Cumhurbaşkanlığı hükümet sisteminin baştan beri olması halinde hangi sorunlar olmayabilirdi? konusu düşünülmelidir.
Mesela muhtar bile olamamak, vesayet problemleri, parti kapatılma tehlikesi, gezi isyanı, Mit krizi, paralel yapılanma ve sonrasındaki darbeci FETÖ örgütüne dönüşmesi, PKK terör sorunu ve bu kapsamdaki barış sürecinin işlemezliği, belki Suriye sorunu v.b bir çok olumsuz hadise ile karşılaşmayacaktık.
Şimdi demokratik parlamenter sisteminde beslemiş olduğu bu tehlikeler atlatılmış oldu.
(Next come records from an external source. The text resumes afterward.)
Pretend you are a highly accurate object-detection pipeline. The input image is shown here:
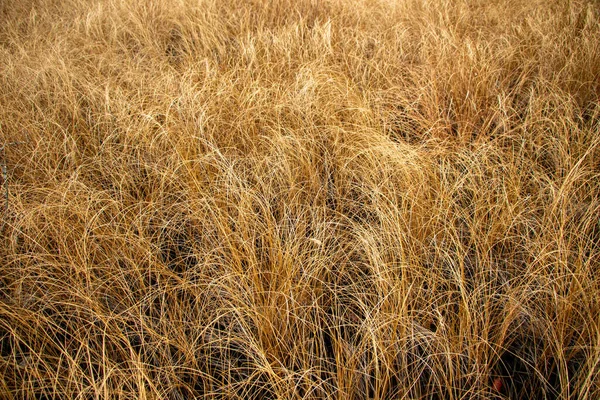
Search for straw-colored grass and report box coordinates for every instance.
[0,0,600,399]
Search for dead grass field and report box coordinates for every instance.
[0,0,600,399]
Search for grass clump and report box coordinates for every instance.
[0,0,600,399]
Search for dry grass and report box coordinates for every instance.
[0,0,600,399]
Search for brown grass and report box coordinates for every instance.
[0,0,600,399]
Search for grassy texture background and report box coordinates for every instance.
[0,0,600,399]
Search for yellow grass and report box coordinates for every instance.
[0,0,600,399]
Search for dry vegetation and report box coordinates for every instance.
[0,0,600,399]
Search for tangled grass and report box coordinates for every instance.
[0,0,600,399]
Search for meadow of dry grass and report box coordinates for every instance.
[0,0,600,399]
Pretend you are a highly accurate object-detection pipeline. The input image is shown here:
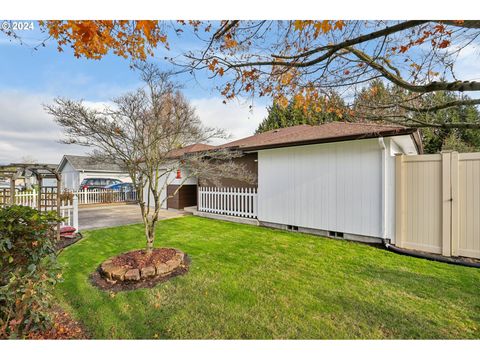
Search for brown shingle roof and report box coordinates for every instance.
[217,122,416,150]
[168,144,215,157]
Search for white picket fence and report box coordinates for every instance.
[198,187,257,218]
[73,189,137,205]
[60,195,78,231]
[6,189,78,230]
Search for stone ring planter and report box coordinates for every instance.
[99,248,185,284]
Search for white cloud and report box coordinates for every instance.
[0,90,86,164]
[191,97,267,144]
[0,90,267,164]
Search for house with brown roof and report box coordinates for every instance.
[155,122,423,242]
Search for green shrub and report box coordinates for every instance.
[0,205,61,338]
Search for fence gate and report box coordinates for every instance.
[395,152,480,258]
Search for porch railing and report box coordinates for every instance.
[198,187,257,218]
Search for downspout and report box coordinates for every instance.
[378,137,388,240]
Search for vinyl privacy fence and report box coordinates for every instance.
[198,187,257,218]
[395,152,480,258]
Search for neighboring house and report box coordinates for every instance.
[57,155,131,190]
[154,122,422,242]
[3,164,58,190]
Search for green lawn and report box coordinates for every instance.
[56,217,480,339]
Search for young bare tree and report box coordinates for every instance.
[45,64,253,252]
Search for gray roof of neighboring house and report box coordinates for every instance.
[58,155,125,173]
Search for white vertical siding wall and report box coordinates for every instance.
[258,139,394,237]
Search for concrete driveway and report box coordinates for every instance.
[78,205,184,231]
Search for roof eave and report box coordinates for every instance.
[226,128,418,151]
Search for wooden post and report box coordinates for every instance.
[56,175,61,242]
[72,195,78,232]
[37,175,43,211]
[441,151,452,256]
[395,155,406,247]
[10,177,15,205]
[450,151,460,256]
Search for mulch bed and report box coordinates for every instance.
[112,248,176,269]
[26,306,89,340]
[89,249,191,293]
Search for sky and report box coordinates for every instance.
[0,24,267,164]
[0,23,480,164]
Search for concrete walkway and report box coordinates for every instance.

Ve bu tehlikelerin ve sorunların inanılmaz maliyetleri oldu olmaya devam ediyor.
Peki hali hazırda yaşayabileceğimiz büyük sorunlar var mıdır?
Elbette vardır ve bu sorunlar bu sisteme geçmenin vermiş olduğu öz güvenle derhal çözülmelidir.
Birinci sorun bu sisteme geçişin hem yurt sathında hem de yurt dışında hazmedilmediği sorunudur.
Türk siyasi yapısının parçalı yapıdan kurtularak, milli iradenin iktidara gerçekçi yansımasının sağlanmış olması ve bununla tanımlamamız gereği “özgür iktidar” başlıklı yazımızdaki değerlendirmelerimiz ışığında istenmeyen bir gelişme olarak kazanımımız olmuştur.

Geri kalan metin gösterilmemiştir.